Years have passed, we live in separate worlds. You were the boyfriend of five years, the one who explained what I was seeing in the natural world.
Today, I could hear your voice along Highway 41, even before we passed our Mexican restaurant, before the elevation changed as I got closer to Yosemite--where Scrub Oaks begin to morph into Ponderosa Pines--the wild bark wanting to be touched.
As I passed Fish Camp, I remember how you said, this was the spot where the Native American Indians came to clean their fish, a true trading post of the past. Badger Ski Resort is off to the left, only five miles, but the car continues towards Yosemite Village; my mother and me are looking for something, we're not sure, maybe it's just a turn style so we can get on the main road and look for the vista points she remembers.

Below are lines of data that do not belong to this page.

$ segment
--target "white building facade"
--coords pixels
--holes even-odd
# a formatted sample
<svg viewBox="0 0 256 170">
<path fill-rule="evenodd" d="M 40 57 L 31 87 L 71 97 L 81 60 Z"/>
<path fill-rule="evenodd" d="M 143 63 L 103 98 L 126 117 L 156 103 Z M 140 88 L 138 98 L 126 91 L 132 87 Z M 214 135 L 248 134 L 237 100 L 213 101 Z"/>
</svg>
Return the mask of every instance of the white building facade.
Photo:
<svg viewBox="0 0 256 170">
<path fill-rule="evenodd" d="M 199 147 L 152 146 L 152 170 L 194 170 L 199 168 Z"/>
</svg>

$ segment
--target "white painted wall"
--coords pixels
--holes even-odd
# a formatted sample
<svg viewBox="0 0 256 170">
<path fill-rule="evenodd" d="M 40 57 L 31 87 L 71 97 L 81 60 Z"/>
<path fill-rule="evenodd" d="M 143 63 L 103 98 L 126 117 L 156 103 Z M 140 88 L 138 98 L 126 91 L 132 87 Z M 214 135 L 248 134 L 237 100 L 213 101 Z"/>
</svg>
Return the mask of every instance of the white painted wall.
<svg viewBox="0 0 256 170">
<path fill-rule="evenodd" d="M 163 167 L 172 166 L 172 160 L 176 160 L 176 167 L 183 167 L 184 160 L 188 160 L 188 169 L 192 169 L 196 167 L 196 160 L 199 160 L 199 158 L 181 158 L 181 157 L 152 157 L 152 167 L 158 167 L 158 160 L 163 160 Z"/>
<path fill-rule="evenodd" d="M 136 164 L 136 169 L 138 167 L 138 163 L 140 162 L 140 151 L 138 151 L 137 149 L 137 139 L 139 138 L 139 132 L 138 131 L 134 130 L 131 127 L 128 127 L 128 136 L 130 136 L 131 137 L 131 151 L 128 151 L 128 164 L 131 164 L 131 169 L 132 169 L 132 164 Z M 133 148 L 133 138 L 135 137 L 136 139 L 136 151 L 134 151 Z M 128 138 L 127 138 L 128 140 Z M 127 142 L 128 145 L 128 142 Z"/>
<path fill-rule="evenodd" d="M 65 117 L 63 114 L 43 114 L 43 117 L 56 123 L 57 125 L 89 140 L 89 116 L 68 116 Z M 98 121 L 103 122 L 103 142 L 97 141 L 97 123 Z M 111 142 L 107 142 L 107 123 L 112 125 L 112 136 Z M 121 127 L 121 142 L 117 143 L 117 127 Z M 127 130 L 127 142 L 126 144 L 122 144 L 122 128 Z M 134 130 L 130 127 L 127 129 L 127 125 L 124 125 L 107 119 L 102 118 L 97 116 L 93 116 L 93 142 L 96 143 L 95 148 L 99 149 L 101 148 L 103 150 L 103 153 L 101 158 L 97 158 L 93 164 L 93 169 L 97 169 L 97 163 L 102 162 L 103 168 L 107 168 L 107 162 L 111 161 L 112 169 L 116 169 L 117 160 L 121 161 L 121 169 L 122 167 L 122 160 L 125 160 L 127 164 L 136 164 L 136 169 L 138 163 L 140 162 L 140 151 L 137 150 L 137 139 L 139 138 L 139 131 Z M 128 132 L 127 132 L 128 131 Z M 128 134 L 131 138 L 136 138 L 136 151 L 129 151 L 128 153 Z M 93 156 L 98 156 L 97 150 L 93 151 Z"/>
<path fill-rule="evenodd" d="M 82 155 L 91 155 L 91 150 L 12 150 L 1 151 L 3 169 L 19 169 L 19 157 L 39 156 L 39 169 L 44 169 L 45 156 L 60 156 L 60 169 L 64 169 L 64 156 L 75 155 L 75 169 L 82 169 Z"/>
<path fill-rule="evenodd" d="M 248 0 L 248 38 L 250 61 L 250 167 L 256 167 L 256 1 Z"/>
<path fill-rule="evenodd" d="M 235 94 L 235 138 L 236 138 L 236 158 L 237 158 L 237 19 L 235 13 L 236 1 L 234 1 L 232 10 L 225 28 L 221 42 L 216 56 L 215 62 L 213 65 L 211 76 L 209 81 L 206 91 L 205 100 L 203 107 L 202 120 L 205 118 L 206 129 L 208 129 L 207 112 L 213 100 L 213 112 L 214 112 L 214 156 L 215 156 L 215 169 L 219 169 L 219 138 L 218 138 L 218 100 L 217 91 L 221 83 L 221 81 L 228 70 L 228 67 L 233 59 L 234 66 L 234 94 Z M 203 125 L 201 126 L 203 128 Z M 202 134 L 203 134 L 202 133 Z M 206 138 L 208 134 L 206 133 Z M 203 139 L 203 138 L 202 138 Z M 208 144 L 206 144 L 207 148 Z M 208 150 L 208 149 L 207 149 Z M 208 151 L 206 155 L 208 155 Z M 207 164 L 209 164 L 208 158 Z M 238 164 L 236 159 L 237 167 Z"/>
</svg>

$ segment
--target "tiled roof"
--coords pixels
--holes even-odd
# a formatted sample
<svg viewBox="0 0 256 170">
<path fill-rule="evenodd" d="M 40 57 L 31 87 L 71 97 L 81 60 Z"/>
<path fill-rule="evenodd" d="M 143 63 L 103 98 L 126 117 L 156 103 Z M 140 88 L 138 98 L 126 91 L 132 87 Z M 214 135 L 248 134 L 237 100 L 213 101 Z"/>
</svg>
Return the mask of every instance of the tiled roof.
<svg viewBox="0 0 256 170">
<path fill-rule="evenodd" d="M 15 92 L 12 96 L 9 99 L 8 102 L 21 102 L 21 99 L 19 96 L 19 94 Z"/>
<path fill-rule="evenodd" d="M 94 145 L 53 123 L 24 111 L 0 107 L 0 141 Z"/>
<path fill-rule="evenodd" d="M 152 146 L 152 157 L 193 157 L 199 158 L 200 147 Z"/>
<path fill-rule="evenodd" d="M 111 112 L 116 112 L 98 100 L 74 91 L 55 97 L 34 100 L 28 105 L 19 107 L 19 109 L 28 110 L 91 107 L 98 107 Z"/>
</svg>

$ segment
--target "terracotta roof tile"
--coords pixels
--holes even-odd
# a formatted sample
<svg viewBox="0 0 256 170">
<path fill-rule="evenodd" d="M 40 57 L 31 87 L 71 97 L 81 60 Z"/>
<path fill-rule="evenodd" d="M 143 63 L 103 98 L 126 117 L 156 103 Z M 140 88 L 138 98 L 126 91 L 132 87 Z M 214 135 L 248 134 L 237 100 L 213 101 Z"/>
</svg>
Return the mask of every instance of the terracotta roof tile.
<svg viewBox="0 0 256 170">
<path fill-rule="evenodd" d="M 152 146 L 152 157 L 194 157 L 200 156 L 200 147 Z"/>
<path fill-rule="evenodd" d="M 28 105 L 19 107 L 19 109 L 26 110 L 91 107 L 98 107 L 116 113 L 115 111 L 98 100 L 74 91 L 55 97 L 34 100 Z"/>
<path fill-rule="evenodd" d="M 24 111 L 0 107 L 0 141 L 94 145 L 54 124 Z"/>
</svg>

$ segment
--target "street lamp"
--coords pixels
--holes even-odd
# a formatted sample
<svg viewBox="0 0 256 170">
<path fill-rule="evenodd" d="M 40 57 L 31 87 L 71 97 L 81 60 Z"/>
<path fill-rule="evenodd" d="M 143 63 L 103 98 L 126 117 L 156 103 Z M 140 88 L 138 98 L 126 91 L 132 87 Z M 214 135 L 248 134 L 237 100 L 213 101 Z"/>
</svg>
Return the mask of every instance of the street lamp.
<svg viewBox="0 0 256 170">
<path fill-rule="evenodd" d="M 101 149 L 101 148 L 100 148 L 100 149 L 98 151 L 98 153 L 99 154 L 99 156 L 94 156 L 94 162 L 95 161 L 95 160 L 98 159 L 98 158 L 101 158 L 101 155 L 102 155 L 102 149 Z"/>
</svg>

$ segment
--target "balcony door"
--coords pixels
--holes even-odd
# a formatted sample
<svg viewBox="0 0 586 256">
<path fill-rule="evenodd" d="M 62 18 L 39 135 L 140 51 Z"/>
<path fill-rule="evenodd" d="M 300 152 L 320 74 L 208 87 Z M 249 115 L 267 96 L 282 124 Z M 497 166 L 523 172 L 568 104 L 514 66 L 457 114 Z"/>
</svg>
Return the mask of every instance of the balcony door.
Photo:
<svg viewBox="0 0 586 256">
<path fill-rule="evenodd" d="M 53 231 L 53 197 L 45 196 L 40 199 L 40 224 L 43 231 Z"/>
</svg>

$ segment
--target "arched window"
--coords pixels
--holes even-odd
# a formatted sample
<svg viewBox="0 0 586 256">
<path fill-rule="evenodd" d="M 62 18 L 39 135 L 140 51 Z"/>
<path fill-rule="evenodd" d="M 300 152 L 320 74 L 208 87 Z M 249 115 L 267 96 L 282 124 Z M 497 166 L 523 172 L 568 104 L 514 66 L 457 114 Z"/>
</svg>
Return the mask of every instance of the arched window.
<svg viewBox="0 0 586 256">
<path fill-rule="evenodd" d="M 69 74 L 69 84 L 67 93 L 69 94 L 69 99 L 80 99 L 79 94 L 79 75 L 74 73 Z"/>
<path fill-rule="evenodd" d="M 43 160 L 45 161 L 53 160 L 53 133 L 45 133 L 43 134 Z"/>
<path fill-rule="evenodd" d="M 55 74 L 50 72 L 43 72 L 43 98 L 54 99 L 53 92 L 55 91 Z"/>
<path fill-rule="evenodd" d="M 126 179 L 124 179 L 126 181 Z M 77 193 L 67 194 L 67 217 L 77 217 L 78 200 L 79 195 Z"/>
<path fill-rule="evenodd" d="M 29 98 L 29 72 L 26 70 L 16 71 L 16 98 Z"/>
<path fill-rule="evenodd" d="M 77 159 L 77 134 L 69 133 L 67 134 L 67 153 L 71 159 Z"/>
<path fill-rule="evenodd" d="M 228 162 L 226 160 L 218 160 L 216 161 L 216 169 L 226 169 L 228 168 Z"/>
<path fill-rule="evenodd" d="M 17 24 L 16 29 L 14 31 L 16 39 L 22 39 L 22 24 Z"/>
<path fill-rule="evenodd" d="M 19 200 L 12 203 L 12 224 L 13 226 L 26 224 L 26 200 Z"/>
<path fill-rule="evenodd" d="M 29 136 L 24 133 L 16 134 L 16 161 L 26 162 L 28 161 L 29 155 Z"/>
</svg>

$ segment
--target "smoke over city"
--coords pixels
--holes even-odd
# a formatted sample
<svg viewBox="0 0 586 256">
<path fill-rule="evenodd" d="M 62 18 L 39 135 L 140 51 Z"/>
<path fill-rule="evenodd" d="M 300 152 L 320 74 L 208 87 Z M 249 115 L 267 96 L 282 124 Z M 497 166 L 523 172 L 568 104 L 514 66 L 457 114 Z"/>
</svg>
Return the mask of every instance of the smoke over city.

We pass racing creek beds, swirling with memories, and the lodge where we used to get coffee and eat our sandwiches from the cooler inside your big red truck. These are the days when we opted to kick around, versus skiing.
I realized: If this is compassion I'm feeling then, it might mean I'm finding a way to forgive you. If I forgave you (and myself) it might mean that I'd have to let you go.
As we passed Bridal Falls, I remember your hand leading me to the base of the waterfall, love still young, everywhere the taste of mist.